Des chercheureuses désireuxses de comprendre les différentes expériences vécues par les personnes qui entendent des voix ont récemment publié leurs conclusions dans le Schizophrenia Bulletin (lien ici) . L'équipe de recherche, dirigée par Peter Moseley de l'Université Northumbria au Royaume-Uni, a identifié des différences significatives dans les expériences des personnes qui entendent des voix dans un cadre vécu comme non pathologique ou spirituel et celles des personnes qui attribuent leurs voix à la psychose. Les auteurices écrivent:

"En plus de confirmer des résultats précédents, comme le fait que les groupes non cliniques ont des niveaux de détresse plus faible et l'impression d'avoir un plus grand control, nous avons également fourni des preuves inédites d'autres différences plus subtiles, notamment un risque moindre de ressentir des voix provenant des frontières perceptuelles et une intégration accrue des perceptions en un seul Moi."

Ces dernières années, l'étude de la multiplicité des vécus des entendeureuses de voix a suscité un intérêt croissant dans le cadre d'un mouvement visant à dépathologiser ces expériences et à comprendre les manières distinctes et diverses dont les gens vivent ces expériences. Par exemple, Tanya Luhrmann de l'Université de Stanford a identifié plusieurs représentations de l'entente de voix et l'importance des différences culturelles dans les vécus des entendeureuses de voix.

Les recherches ont également montré que le contexte, la langue, l'oppression, la stigmatisation sociale et la façon dont les gens donnent du sens aux voix influencent leur expérience. Ces facteurs, entre autres, peuvent déterminer si les voix sont vécues comme hostiles ou bienveillantes, ou si l'expérience est source de détresse ou de bien-être.

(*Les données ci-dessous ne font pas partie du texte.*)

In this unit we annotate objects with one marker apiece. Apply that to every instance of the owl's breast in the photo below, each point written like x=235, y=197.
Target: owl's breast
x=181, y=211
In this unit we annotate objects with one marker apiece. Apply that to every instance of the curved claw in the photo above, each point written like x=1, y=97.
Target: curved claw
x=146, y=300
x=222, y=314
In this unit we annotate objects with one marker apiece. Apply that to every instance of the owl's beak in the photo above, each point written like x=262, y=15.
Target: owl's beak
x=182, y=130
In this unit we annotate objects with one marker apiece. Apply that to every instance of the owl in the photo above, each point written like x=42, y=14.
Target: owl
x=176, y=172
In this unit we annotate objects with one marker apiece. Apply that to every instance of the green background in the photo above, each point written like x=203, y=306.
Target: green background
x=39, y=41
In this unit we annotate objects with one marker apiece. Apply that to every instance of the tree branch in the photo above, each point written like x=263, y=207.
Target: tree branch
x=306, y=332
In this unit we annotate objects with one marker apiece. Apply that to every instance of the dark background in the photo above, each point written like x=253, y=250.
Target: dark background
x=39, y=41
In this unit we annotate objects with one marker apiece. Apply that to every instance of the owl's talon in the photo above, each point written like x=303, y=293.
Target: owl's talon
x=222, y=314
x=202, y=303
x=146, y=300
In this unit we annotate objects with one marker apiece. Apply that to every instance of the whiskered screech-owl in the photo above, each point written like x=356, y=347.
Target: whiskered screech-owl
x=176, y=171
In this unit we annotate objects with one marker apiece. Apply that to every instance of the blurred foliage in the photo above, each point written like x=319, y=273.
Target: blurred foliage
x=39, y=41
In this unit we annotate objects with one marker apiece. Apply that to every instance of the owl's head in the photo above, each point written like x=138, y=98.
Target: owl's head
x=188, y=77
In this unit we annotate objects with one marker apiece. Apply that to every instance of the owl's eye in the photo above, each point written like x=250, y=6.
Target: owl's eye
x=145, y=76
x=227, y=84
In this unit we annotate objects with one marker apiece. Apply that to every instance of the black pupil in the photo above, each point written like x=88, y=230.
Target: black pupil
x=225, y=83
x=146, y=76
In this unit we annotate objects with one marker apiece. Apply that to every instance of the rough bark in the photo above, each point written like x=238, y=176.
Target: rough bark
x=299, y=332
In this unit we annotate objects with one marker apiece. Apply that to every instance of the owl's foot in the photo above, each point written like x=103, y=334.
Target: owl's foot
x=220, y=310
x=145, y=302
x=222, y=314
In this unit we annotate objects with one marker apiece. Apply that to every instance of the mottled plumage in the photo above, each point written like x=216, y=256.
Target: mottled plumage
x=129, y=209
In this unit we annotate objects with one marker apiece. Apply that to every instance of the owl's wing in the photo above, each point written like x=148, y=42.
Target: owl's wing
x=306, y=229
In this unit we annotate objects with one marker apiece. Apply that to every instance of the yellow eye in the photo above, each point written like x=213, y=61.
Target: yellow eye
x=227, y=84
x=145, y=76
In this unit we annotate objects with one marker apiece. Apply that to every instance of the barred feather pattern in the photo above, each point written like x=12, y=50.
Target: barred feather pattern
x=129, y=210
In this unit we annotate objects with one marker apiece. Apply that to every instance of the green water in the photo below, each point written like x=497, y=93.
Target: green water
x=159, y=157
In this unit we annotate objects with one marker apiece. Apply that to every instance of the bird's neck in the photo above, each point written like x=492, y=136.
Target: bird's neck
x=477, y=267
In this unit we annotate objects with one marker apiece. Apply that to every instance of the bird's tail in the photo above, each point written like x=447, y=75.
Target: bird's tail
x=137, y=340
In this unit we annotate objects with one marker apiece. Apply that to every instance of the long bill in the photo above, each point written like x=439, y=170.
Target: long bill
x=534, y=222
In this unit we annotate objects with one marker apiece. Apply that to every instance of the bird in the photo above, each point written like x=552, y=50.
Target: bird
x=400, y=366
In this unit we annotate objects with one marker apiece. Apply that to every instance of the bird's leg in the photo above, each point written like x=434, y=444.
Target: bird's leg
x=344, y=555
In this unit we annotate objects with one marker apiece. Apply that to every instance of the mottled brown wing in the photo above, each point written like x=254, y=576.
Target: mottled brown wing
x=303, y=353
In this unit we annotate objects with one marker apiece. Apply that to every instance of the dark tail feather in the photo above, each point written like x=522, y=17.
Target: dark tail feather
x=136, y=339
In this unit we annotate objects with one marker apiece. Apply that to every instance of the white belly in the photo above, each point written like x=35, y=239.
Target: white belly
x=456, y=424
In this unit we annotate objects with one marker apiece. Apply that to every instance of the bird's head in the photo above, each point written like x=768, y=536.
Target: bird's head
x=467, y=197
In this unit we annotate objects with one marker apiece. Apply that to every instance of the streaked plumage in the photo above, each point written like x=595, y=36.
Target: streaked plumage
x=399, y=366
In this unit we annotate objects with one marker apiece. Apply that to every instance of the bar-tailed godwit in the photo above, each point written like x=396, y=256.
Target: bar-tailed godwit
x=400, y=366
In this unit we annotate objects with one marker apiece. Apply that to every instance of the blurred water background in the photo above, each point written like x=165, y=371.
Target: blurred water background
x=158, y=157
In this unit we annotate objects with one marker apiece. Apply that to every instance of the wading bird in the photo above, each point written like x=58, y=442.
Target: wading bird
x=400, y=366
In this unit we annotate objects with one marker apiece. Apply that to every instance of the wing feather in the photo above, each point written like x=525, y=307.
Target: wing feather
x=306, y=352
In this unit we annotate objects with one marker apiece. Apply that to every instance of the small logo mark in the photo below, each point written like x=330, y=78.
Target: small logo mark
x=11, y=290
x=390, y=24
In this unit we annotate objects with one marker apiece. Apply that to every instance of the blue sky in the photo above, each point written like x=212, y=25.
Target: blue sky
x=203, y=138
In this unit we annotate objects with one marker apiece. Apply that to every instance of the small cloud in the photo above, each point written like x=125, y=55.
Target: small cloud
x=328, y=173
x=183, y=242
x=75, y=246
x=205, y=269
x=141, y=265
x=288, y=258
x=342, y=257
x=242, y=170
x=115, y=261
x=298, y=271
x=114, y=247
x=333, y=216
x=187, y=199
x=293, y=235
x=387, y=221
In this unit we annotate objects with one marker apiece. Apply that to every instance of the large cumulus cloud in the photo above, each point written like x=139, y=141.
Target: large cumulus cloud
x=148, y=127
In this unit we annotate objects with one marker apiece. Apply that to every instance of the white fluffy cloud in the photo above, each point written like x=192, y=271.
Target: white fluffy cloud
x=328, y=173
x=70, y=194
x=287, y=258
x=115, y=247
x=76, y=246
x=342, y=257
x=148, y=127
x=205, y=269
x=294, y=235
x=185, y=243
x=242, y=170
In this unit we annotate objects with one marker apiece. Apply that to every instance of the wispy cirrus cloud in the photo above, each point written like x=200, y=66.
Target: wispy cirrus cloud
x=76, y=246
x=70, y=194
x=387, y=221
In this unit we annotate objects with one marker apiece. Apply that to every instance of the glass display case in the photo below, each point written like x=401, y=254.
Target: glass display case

Les entendeureuses de voix et les personnes psychotiques qui ont remis en question les théories biomédicales de la psychiatrie ont développé des ressources entre pairs. Par exemple, les Hearing Voices Groups (NDT: Réseau français sur l'entente de voix en France) opèrent au niveau international pour soutenir d'autres personnes ayant vécu ces expériences. Des recherches ont montré que ces groupes de soutien par les pairs améliorent le bien-être de leurs membres. L'efficacité de ces groupes est liée à leurs valeurs : l'autodétermination, la réticence à remettre en question les explications données par les personnes sur leurs perceptions, le respect des multiples façons de les comprendre, le fait de favoriser la curiosité sans jugement, une organisation horizontale et des relations authentiques au sein et en dehors du groupe.

Pour explorer les différences entre les personnes qui éprouvent de la détresse lorsqu'elles entendent de la voix et celles qui n'en éprouvent pas, les chercheureuses ont interrogé 26 personnes qui ont un rapport spirituel et non clinique à leur entende de voix (NDT: Non Clinical Voice Hearers) ainsi que 40 patient-e-s psychotiques. Les participant-e-s devaient répondre à huit questions générales et ouvertes proposées par une équipe pluridisciplinaire épaulée par des patient-e-s expert-e-s.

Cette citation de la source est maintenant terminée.